Joachim Gottschalk, Vorsitzender des MGV Loreley-Auel, beleuchtete die Problematik des Themas aus Sicht eines Vereinsvorsitzenden. So hat der Gesangsverein als Kulturträger der 230 Einwohner zählenden Gemeinde Auel ebenfalls mit Verfall zu kämpfen. So wurde aus dem Männergesangsverein vor etlichen Jahren eine Chorgemeinschaft mit 30 Mitgliedern, die mittlerweile um die Hälfte geschrumpft ist. Aber auch der Versuch die Gaststätte im Dorf zu erhalten hat hier eine ungewöhnliche Form. Denn 25 Wirte teilen sich die Wirtschaft das Jahr über in ehrenamtlicher Tätigkeit. Dieses Beispiel zeigt, dass neue Wege gegangen werden müssen, um der Entwicklung entgegenzuwirken.

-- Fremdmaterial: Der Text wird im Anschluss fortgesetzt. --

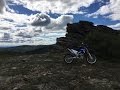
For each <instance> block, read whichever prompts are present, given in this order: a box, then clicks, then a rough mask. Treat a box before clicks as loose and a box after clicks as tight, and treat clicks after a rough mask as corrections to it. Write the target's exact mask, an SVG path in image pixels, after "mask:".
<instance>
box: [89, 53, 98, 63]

Matthias Lammert Mitglied des Landtags und Vorsitzender der CDU Rhein-Lahn führte an, dass die Familie als wichtige Einheit zu sehen ist. Auch er sprach die schlechte Infrastruktur an, wie mangelhafte Straßen, fehlende DSL-Anbindung und der notwendige Ausbau der Bäderstraße in das Rhein-Main-Gebiet für Pendler. Lammert erinnerte sich, dass bereits seit 1999 über die Rheinbrücke diskutiert werde. Der Bau des Radweges von Kamp-Bornhofen nach Kestert nannte Lammert als Beispiel für das langsame Umsetzen von Maßnahmen. Es dauerte bisher ganze 4 Jahre. Ein weiterer Punkt ist das Thema Sicherheit, denn die hiesige Gegend sei, was die Besetzung von Polizei angehe, mehr als dürftig.

Dieter Claasen, Bürgermeister der Verbandsgemeinde Loreley, befürchtet ebenfalls den Wegzug der Bevölkerung. Da durch Arbeitsverlust die Menschen der Arbeit hinterherziehen müssen, verliere so die Gemeinde die dringend benötigte Einkommensteuer als Einnahmequelle. Folglich ergebe sich auch ein allgemeiner Wertverlust durch eine verhältnismäßig hohe Anzahl an leer stehenden Gebäuden. Hierbei räumt Claasen aber ein, dass es verschiedene Möglichkeiten von Förderungen gebe bei der Sanierung von Objekten. Als weiteren Punkt führt der Bürgermeister die Bildungspolitik an und fordert mehr Möglichkeiten zu schaffen, um verschieden Bildungsabschlüsse ortsnah zu erreichen.

Karl Heinz Goerke, Ortsbürgermeister von Reichenberg, berichtete ebenfalls von vielen Pendlern in seiner Gemeinde. Der Ort habe zudem noch ein strukturelles und finanzielles Problem, da er keinerlei Einkünfte generieren könne aus eigener Kraft. Man ist so von den Schlüsselzuweisungen abhängig. Er versuche Reichenberg "noch lebens- und liebenswert zu erhalten für die, die nach da sind", so Goerke. Durch Ehrenamtlichkeit und Freiwilligkeit erreiche man ein intaktes Miteinander und spare zudem der Gemeinde Gelder.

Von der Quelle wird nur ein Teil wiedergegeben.